At Microformats, you can insert vCards from the site directly into your addressbook, or schedule into your Google calendar any appointments found on the page.

The new year is here and we're already we're seeing the first wave of buzzwords. The White House pushes the word 'surge' to describe its proposed increase of troops in Iraq, and the Web 2.0 world has put forth a new term, Microformats, to describe a surge of new activity within its own domain.

Microformats are Extensible Markup Language-based schemas written for very narrowly-defined duties. For instance, Hcard is a set of tags that can be used for defining the fields within a virtual business card.

Now, IBM Corp. developer Michael Kaply has released a plug-in for the Firefox browser that can put some of these Microformats into practical use, called Operator.

Once installed, Operator will scan each Web page you visit and look for data encoded in a Microformat. Any information found can then be piped to the appropriate application or Web service. For instance, on the Microformats home page, you can download vCards into Microsoft Outlook, or place into your Google calendar an event that is listed on that page.

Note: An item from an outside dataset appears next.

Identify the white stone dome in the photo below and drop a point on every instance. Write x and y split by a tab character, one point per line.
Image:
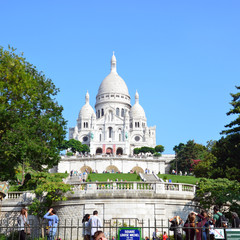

A toolbar on the browser lets you know if any Microformatted data resides on the page you're visiting.

Although a simple plug-in, Operator assumes a pretty radical notion. It upgrades the role of Web browser from information viewer to information broker, noted Mozilla developer Alex Faaborg on his blog.

'Much in the same way that operating systems currently associate particular file types with specific applications, future Web browsers are likely going to associate semantically marked up data you encounter on the Web with specific applications, either on your system or online,' he writes.

Instead of posting certain types of information to third-party sites, such as an advertisement to craigslist, users can tags their ads on their own sites, and let aggregator sites ferret out these ads automatically. In fact, one site, Edgeio, already offers this capability.

'If Mozilla proceeds with this goal for Firefox 3 to be a broker of information, then that will significantly raise the stakes in the browser war again,' noted Richard MacManus on the Read/WriteWeb site.